Introduction

I’ve mentioned before that I have ideas for an operating system. Well, beyond that, I have a few other things in the pipeline.

These are listed in the order I plan to do them (right now).

Yao

Yao is my programming language. Plenty has been said about it already, but you can also peruse the documentation I already have for it.

Name

I have already written an explanation of Yao’s name.

Rig

As part of Yao, I am going to build Rig, a new build system.

This is necessary because I want Yao’s bootstrap process to be dead simple, not like Rust’s, for example.

In addition, I want a build system that works with Yao to give it metaprogramming without ugly things like macros.

While I have not laid out very well how I plan to do that with Rig, I plan to soon. In the meantime, you can read the requirements list for Rig.

Name

I named it Rig because it is short (less typing), memorable, and somewhat related to building, which is what a build system is about, of course.

There is also a name for software using Rig: kits. Like Rust’s Cargo, which has “crates,” Rig will have “kits.”

In addition, I may add a way to the build system for Rig to be invoked as r because the build system is invoked often.

That will not interfere with the R programming language because R uses a capital R. It may still interfere on Windows, however.

Yada

Yada is a next generation version control system, first mentioned here.

Name

Yada is only its working name; I want it to be invoked with a plain y, so I might just call it the Y VCS.

Why Yada? This one is more nebulous; I was trying to think of words that began with Y and also had to do with version control, even indirectly. So far, the only one I’ve come up with is yada, as in “yada yada…”.

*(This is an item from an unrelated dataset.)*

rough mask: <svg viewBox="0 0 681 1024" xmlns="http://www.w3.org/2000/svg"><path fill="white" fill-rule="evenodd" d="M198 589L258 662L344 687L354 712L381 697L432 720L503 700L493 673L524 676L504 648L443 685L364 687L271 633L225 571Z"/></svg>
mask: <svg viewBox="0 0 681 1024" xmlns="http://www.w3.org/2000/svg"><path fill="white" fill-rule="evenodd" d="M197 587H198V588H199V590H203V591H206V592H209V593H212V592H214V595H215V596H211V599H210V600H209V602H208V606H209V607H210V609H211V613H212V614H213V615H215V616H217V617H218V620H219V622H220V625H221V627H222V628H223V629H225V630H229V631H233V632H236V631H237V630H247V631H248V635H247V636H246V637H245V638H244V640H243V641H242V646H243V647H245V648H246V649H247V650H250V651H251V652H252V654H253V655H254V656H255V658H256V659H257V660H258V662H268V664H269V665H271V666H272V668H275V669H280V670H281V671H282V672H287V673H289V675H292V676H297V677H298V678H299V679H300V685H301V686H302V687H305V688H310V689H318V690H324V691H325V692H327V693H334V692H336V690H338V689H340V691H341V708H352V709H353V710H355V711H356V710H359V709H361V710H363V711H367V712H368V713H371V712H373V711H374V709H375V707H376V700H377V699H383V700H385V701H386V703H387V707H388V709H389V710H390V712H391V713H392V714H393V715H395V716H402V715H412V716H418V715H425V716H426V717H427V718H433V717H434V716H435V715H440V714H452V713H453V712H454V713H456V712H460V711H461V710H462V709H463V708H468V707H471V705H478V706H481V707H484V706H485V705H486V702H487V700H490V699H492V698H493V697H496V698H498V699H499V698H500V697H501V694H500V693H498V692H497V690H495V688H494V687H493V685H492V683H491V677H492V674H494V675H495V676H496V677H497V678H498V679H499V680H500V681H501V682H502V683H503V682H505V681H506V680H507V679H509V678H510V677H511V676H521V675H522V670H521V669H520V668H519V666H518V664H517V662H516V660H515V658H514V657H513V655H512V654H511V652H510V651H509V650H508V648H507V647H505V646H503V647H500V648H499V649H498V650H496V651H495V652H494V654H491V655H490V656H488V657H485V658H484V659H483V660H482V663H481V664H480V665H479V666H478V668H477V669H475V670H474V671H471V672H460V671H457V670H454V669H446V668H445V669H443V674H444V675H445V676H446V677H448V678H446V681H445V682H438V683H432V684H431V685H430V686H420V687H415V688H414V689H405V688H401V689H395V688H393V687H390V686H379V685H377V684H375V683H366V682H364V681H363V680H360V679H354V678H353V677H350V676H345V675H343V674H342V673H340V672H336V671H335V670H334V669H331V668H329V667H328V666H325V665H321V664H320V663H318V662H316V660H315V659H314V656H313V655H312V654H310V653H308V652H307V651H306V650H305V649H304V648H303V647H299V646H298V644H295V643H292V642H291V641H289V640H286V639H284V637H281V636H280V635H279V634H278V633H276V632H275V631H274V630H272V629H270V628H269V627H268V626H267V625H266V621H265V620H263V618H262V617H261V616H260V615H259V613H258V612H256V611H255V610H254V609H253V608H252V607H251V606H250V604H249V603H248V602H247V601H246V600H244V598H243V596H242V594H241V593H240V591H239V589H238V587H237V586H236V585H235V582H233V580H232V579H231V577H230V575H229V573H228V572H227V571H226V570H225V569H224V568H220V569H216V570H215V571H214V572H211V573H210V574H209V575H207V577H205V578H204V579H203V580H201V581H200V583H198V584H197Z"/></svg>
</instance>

The reason I like it is because a version control system should be boring for users, in a way that git is not.

KoOS

Next up, and last, is my idea for an operating system: KoOS.

Besides what I already linked, I want this OS to be about smoothing over the portability problem with other OS’s.

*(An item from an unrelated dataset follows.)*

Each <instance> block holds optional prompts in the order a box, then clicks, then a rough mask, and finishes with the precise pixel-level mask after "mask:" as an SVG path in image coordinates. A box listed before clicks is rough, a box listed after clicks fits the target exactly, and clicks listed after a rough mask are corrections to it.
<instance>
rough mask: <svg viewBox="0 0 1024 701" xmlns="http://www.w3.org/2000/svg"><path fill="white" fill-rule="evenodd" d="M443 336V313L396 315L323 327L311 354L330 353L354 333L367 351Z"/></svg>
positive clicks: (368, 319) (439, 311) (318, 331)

I will do this in several ways.

First, if someone writes software for KoOS, I plan to make it automatically run on every other major OS, including the mobile ones. I plan to do this with compatibility libraries for each major OS; the library will take the syscalls for my OS and make them work on other OS’s.

Second, I would like to write libraries for KoOS that will let it implement as much of other OS syscalls as possible, or at least appear to. What this will do is that, even though software written for other OS’s would have to be recompiled for KoOS, that software should need very little porting.

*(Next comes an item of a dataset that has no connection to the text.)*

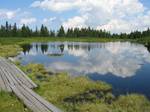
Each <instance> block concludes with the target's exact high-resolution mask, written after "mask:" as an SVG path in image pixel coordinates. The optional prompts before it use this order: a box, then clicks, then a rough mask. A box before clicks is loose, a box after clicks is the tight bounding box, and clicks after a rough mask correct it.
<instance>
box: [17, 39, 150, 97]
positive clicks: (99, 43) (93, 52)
mask: <svg viewBox="0 0 150 112" xmlns="http://www.w3.org/2000/svg"><path fill="white" fill-rule="evenodd" d="M22 48H23V49H24V50H23V52H21V54H20V55H19V56H17V59H20V60H21V63H22V64H23V65H26V64H28V63H40V64H43V65H45V67H46V69H47V70H49V71H52V72H67V73H69V74H70V75H72V76H79V75H87V76H88V77H89V78H91V79H93V80H103V81H106V82H108V83H110V84H111V85H112V86H113V88H114V90H113V91H114V93H115V94H123V93H140V94H144V95H146V96H147V97H150V86H149V85H150V53H149V51H148V48H147V47H145V46H144V45H140V44H133V43H130V42H110V43H81V42H52V43H33V44H31V45H28V44H27V45H23V46H22Z"/></svg>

Third, I plan to write a compatibility library for drivers written for one major OS, probably Linux. This will (hopefully) allow Linux drivers to be used on my OS with very little porting, solving the chicken and egg problem.

Name

KoOS comes from the Estonian word “koos” which Google Translate tells me means “together.” That makes sense to me for on OS that is meant to smooth over the portability problems with OS’s in general; it should bring software together with itself as the gathering place.